Gazprom — national treasure?

In 2018 Gazprom only paid 13% of its profits to the federal budget of the Russian Federation. The remaining 87% went to its own management or to its investment projects. The revenues of Gazprom’s executives and members of its board of directors in 2018 amounted to 4.312 billion rubles. In 2018 there were 16 people on Gazprom’s board. However, in the first quarter of 2019 alone the company received 921 million euros (approximately 69 billion rubles) just in loans from several consortia of banks.

‘Gazprom holds the world’s largest natural gas reserves. The Company’s share in the global and Russian gas reserves amounts to 16 and 71 per cent respectively. As the world’s leading gas producer, Gazprom accounts for 12 per cent of the global gas output and 69 per cent of domestic gas production.
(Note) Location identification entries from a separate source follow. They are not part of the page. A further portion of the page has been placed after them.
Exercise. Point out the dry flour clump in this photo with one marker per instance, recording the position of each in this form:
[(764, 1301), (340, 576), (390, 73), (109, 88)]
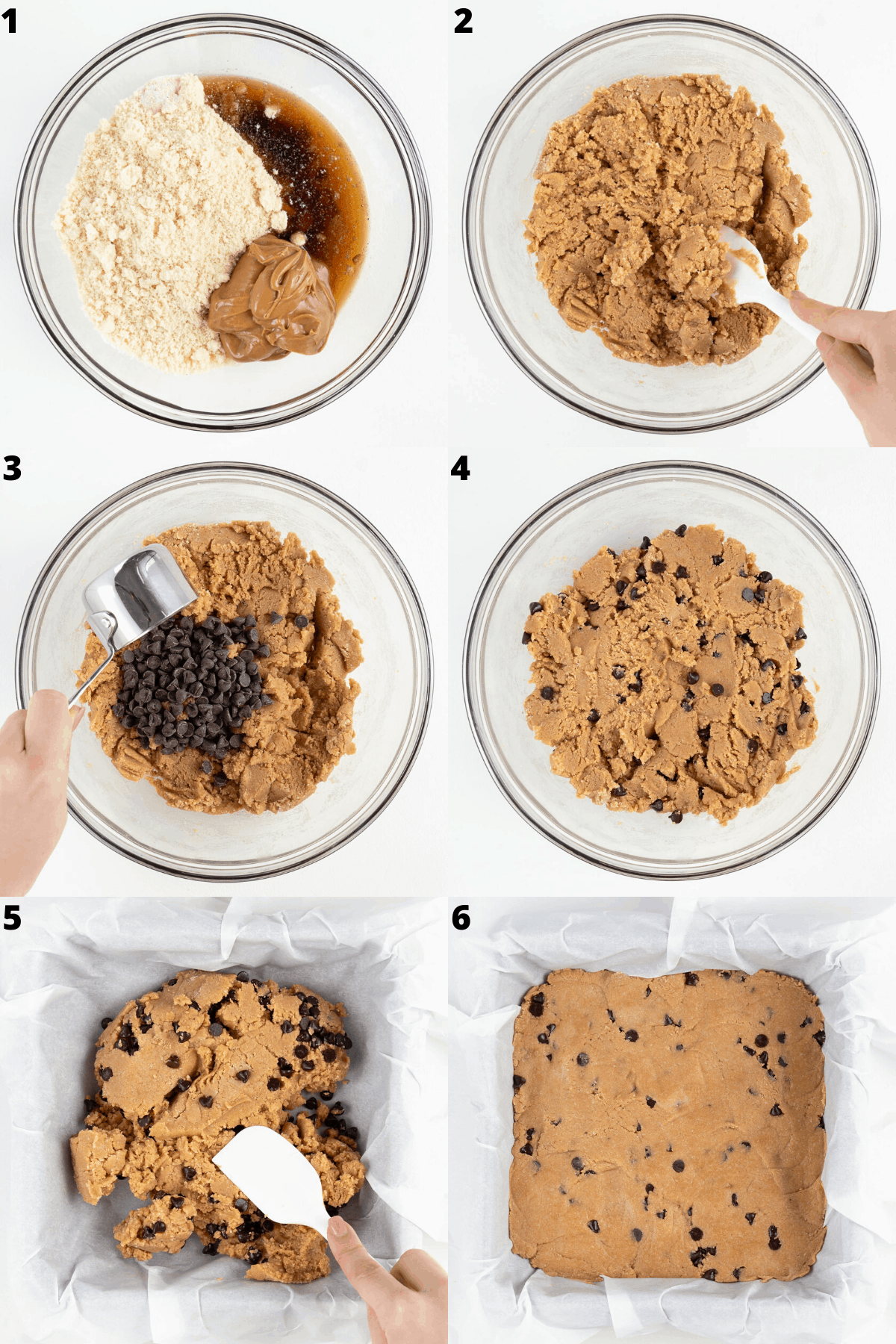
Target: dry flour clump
[(166, 199)]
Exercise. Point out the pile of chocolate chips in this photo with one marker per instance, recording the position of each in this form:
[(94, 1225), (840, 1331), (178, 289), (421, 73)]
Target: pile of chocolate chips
[(180, 688)]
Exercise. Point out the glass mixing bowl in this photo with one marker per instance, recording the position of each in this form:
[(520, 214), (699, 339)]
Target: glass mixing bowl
[(617, 508), (375, 593), (398, 248), (824, 148)]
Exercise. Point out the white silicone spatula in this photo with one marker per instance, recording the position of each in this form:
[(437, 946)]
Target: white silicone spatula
[(753, 288), (276, 1176)]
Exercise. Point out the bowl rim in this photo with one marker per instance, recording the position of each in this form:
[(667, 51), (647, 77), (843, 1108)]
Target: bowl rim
[(144, 403), (473, 645), (476, 186), (426, 680)]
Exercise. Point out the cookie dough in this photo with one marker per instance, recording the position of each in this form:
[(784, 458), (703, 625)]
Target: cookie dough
[(289, 746), (669, 1128), (667, 678), (632, 193), (180, 1071)]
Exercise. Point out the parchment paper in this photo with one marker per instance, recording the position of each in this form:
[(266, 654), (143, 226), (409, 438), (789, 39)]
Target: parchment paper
[(840, 951), (75, 962)]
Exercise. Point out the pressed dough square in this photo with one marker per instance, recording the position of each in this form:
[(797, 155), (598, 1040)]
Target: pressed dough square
[(618, 1081)]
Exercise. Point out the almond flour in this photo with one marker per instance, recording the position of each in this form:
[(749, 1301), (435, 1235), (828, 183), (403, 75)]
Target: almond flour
[(166, 199)]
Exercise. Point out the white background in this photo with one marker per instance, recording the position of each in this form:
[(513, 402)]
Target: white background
[(448, 388)]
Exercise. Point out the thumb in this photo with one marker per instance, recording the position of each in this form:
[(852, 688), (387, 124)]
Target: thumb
[(844, 324), (848, 370), (374, 1284)]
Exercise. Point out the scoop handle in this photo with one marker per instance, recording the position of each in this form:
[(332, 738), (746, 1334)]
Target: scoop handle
[(112, 625)]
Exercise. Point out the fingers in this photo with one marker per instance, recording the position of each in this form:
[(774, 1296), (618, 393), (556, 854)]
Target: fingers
[(374, 1284), (13, 734), (848, 370), (420, 1272), (845, 324), (47, 725), (378, 1334)]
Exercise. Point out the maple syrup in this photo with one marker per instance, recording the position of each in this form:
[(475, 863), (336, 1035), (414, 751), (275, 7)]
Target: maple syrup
[(320, 183)]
At present, the Company is actively implementing large-scale gas development projects in the Yamal Peninsula, the Arctic shelf, Eastern Siberia and the Russian Far East, as well as a number of hydrocarbon exploration and production projects abroad.’ (see Gazprom’s website https://www.gazprom.ru/about/)

Gazprom derives its main income from production and sales of Russia’s national treasure — natural gas.
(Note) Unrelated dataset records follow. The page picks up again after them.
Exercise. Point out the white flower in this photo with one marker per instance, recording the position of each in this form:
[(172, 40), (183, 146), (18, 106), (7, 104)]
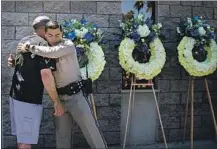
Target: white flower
[(140, 17), (121, 24), (80, 46), (202, 31), (143, 31), (80, 33)]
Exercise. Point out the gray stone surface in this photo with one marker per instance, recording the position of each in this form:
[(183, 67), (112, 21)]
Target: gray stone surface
[(14, 18), (59, 7), (115, 73), (206, 13), (164, 10), (169, 2), (99, 20), (115, 99), (192, 3), (169, 98), (108, 7), (32, 16), (83, 7), (34, 6), (62, 17), (107, 90), (8, 32), (8, 6), (101, 99), (9, 46), (23, 31), (210, 3), (180, 11)]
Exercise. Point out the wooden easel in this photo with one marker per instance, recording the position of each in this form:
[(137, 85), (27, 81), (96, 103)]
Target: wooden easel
[(130, 109), (191, 87)]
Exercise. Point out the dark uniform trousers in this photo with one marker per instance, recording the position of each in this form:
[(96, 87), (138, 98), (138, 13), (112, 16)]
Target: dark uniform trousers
[(79, 109)]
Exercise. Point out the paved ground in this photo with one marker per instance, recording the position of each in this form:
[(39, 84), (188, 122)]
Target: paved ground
[(175, 145)]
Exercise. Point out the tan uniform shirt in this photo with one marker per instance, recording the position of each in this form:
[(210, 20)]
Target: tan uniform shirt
[(67, 66)]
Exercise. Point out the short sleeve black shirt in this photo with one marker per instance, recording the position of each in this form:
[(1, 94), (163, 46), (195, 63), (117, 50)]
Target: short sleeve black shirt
[(27, 85)]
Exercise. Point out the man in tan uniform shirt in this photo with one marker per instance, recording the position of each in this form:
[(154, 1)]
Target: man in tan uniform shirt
[(75, 103)]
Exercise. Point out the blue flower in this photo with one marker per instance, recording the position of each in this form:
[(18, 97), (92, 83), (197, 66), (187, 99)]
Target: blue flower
[(148, 22), (151, 36), (79, 50), (89, 37), (135, 36), (71, 35), (195, 18), (67, 24), (83, 21), (95, 26), (143, 48)]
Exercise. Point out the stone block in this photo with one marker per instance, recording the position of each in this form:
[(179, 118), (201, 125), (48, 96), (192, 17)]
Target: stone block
[(62, 17), (83, 7), (99, 20), (32, 16), (163, 10), (14, 18), (108, 7), (8, 32), (8, 6), (180, 11), (59, 7), (23, 31), (34, 6), (206, 13)]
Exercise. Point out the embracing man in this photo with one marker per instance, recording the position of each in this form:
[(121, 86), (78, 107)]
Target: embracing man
[(69, 87), (31, 74)]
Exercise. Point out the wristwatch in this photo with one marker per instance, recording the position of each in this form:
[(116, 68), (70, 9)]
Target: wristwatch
[(27, 47)]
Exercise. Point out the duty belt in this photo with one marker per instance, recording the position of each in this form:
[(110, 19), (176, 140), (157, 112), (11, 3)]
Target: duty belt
[(70, 89)]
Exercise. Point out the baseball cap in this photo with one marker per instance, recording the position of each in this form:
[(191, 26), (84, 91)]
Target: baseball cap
[(40, 20)]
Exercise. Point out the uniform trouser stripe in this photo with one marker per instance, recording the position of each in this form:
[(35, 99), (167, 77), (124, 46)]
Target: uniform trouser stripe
[(96, 122)]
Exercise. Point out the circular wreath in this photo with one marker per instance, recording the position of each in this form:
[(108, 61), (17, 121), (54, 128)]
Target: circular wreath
[(192, 66), (198, 38), (142, 70), (87, 39)]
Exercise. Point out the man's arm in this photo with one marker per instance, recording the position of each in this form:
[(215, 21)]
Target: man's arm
[(50, 85), (52, 52)]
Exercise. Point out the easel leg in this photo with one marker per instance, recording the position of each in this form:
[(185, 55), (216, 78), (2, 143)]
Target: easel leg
[(192, 113), (128, 114), (94, 107), (211, 106), (186, 109), (158, 111)]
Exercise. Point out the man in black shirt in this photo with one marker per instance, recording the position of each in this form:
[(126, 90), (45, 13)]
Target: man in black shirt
[(30, 74)]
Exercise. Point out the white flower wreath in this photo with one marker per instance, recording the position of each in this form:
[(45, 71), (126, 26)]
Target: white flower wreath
[(142, 70), (192, 66)]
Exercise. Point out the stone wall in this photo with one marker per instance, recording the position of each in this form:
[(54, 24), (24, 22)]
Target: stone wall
[(17, 18), (173, 81)]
This national treasure is being mined and sold by Gazprom at a record, ever-increasing pace, but for some reason the state’s coffers remain closed to the citizens. Moreover, as Gazprom and its contractors grow richer, the number of poor people in Russia increases. There are about 20 million of them in the country now — over 13% of Russia’s total population. Official data based on Rosstat’s algorithm (called ‘monetary’ — in relation to subsistence rate) is, according to most experts, controversial, to put it mildly. Which begs the question: how is this possible?
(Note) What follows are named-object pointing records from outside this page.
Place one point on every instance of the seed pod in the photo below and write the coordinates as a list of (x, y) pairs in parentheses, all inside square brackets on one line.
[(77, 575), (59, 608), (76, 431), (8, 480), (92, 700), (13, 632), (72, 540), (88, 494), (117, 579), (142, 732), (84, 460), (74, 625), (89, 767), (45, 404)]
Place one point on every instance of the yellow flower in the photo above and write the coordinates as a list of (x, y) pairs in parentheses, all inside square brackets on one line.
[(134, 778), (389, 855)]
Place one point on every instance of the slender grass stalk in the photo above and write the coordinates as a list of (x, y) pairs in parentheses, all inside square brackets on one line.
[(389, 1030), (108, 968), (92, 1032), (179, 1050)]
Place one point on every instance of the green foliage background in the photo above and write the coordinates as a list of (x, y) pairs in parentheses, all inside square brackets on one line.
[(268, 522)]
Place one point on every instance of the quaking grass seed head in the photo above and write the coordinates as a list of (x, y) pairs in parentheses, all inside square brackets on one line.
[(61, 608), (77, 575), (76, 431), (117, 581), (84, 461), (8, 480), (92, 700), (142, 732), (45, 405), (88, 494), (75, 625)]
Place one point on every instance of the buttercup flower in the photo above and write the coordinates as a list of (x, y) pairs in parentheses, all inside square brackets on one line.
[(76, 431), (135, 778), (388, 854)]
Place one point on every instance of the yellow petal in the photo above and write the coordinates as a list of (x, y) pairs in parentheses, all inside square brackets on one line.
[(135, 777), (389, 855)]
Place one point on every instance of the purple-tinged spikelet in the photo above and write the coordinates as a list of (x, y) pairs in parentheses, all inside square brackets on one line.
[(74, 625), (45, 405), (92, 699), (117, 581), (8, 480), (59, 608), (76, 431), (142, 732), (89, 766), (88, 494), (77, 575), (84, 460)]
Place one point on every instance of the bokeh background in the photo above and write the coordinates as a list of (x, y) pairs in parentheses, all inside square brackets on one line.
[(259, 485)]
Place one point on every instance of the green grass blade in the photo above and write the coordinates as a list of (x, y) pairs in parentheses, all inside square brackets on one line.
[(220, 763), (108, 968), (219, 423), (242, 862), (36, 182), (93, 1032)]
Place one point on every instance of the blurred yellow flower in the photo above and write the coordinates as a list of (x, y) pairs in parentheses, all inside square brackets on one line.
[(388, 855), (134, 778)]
The answer is a simple and sad one. Gas, oil, diamonds, and so on, have long become property of not the state, not the people who produce them, but of the officials who own both the state and its mineral resources, together with the labor force slaving away at them. Those entrusted with safeguarding strategic reserves of the motherland care primarily about their own well-being. And despite the fact that occasionally some top managers of state corporation go to jail as a result of under-the-carpet fighting between their own kind the majority of officials “watching” the public property remain immune from prosecution and, at the same time, oddly wealthy. The scandal around Arashukov family is no more than an exception which proves the rule.

It’s all the more interesting to look at Uraltransgaz, a subsidiary (not the richest or the most influential one) of Gazprom, and at its recent former executive Anatoly Naumeyko, his current fortune and that of his family members.

Uraltransgaz transports and distributes gas in Sverdlovsk, Chelyabinsk, Kurgan and Orenburg regions. The company runs 8,000 main gas transmittal pipelines and 18 compressor stations. Uraltransgaz builds and puts into operation new pipeline offshoots and stations, reconstructs existing facilities, and is also responsible for the safety of the gas transmission system. The most essential part of the enterprise includes 13 linear production departments of main gas pipelines, an engineering and technical center, a logistics department and a maintenance department called Energogazremont.

Every few years, this structure is shaken by large scandals. Alexander Kolesin, head of the company's legal department, managed to withdraw about 120 million rubles from the budget of Uraltransgaz from 2003 to 2006. This case was only brought to court in 2011 — after numerous corruption-related delays. Kolesin and his accomplice Valery Bogachev, owner of some debt recovery firms convicted in 2007 to six years in prison for extorting ten million dollars from general director of Uraltransgaz LLC, were each sentenced to nine years in prison.

A little earlier another deputy general director, Anatoly Naumeyko, suddenly left the company 2 years before planned retirement. He was also head of Energogazremont department which, as the name suggests, was a very important and profitable enterprise.

 

 

Anatoly Vasilevich Naumeyko was born on February 8, 1952 in the village of Priozerny, Tselinograd Region. He graduated from Ural Polytechnic Institute (1978) as civil engineer. Laureate of Gazprom Prize (1998), Cherepanov Prize (2000), Academic Advisor to RIA (2000). In 1978–1990 Naumeyko worked in the Ural Gas Engineering Inspectorate as inspector, then chief; in 1990–1995 Director of MP Agrogaz; from 1995 to 2009 he was Deputy General Director at Uraltransgaz and Head of Energogazremont department.

 

It is also interesting that while working with Gazprom Naumeyko registered himself as founder of a number of enterprises: Podryad (ООО “Подряд”) in 1991, Deko (ООО “Деко”) in 2006, and two companies in 2007 — Uromgaz-Irbit (ООО “Уромгаз-Ирбит”) with authorized capital of 45.5 million roubles and NPO Sportivnaya Derevnya Tokarevo (НП “Спортивная деревня Токарево”). In 2011 he acquired a stake in Neftegazservice, and much more.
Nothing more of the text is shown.